On March 16, Euler Finance, a decentralized finance (DeFi) protocol, announced that it had been the victim of a massive hack in which a total of $197 million was stolen. This was quickly dubbed the biggest DeFi hack of 2023 so far and it sent shockwaves through the crypto community.
The hacker was able to drain the funds through a series of multiple transactions and then used a multi-chain bridge to transfer the stolen funds from the Binance Smart Chain to Ethereum. The hacker then moved the stolen funds to the Tornado Cash crypto mixer, making it difficult to track the funds.
However, on March 18, there was a surprising development when the hacker reportedly returned around $5.4 million worth of Ether to the address of the Euler Finance implementer. The funds were sent in three transactions and it is unclear why the hacker decided to return the funds.

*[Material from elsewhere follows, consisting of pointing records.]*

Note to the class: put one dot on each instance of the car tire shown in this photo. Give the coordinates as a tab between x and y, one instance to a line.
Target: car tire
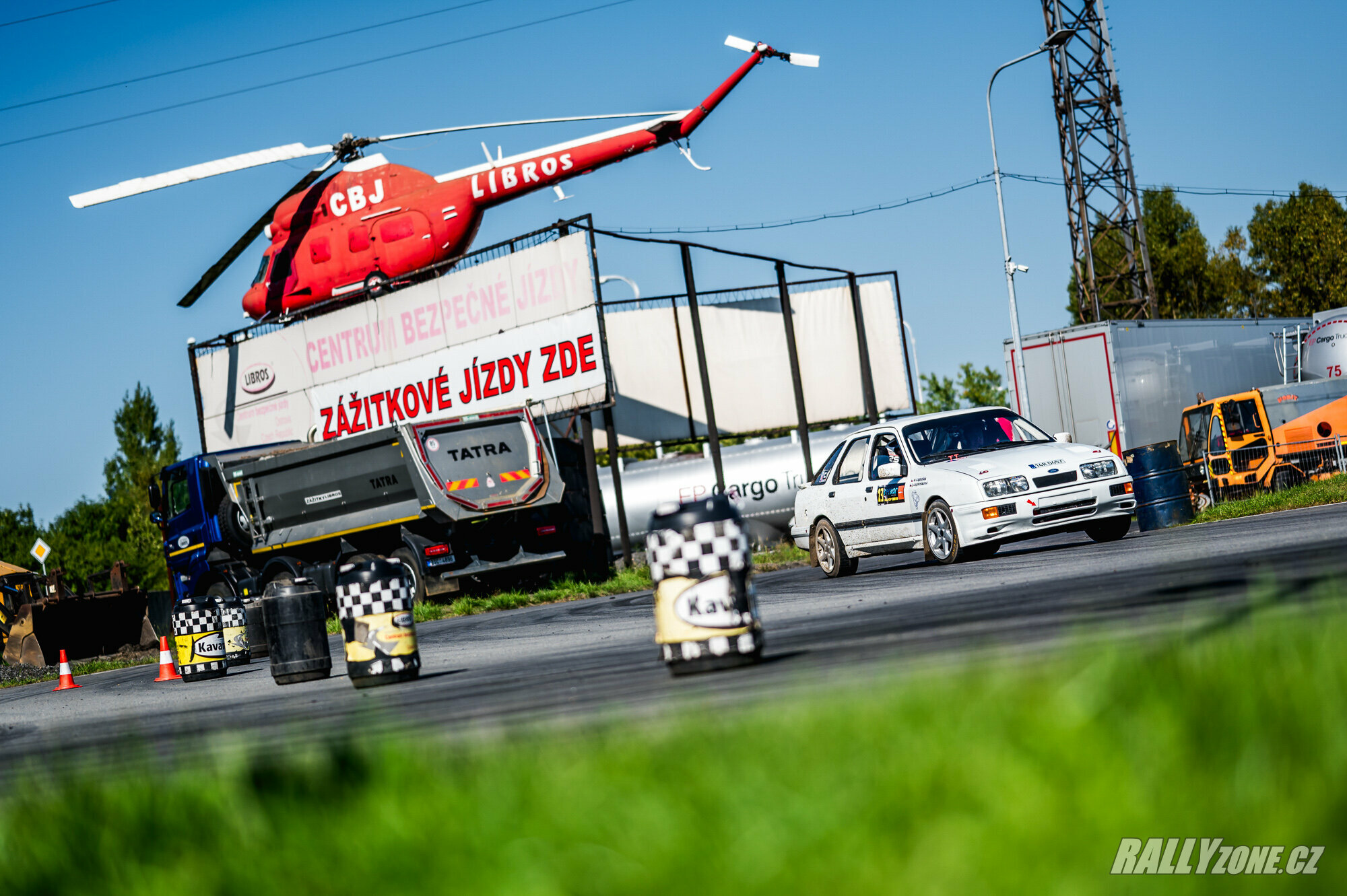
940	535
830	552
1109	529
234	524
417	588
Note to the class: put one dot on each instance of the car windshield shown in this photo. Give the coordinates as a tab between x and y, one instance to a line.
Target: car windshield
1193	435
973	432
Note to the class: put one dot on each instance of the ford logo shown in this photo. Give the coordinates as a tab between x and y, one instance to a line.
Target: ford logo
258	378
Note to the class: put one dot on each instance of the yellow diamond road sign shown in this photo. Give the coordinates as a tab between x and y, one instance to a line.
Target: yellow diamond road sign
41	551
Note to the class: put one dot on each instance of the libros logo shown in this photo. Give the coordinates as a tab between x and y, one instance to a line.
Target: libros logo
258	378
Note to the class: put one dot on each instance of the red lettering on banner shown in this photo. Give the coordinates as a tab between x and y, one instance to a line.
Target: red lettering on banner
488	389
550	353
395	411
587	346
355	416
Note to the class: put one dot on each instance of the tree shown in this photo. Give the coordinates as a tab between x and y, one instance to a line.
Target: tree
1193	280
940	394
98	532
1301	246
981	388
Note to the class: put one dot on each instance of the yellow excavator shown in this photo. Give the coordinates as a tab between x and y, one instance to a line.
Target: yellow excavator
40	617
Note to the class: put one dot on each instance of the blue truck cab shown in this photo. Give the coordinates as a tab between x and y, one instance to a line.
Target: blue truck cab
191	497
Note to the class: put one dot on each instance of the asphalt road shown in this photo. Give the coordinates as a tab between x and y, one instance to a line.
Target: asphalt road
596	658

This is not the first time a hacker has returned stolen funds after a high-profile attack. In 2016, the hacker who stole $55 million from the DAO returned the stolen funds, citing a “bug” in the code. The hacker behind the Euler Finance hack may have changed his mind, or was pressured to return the funds after Euler Finance announced a $1 million reward for information on the hacker’s identity.
Euler Finance has demanded that the hacker return 90% of the stolen funds within 24 hours to avoid potential jail time. It remains to be seen if the hacker will comply with this demand or if the rest of the stolen funds will be returned.
Euler Finance hack highlights ongoing security risks in the DeFi space. DeFi protocols are designed to be open and transparent, but this also makes them vulnerable to attack. It is important that DeFi protocols take measures to improve their security, such as conducting regular audits and implementing multi-factor authentication for user accounts. Only then can DeFi protocols earn the trust of users and investors alike.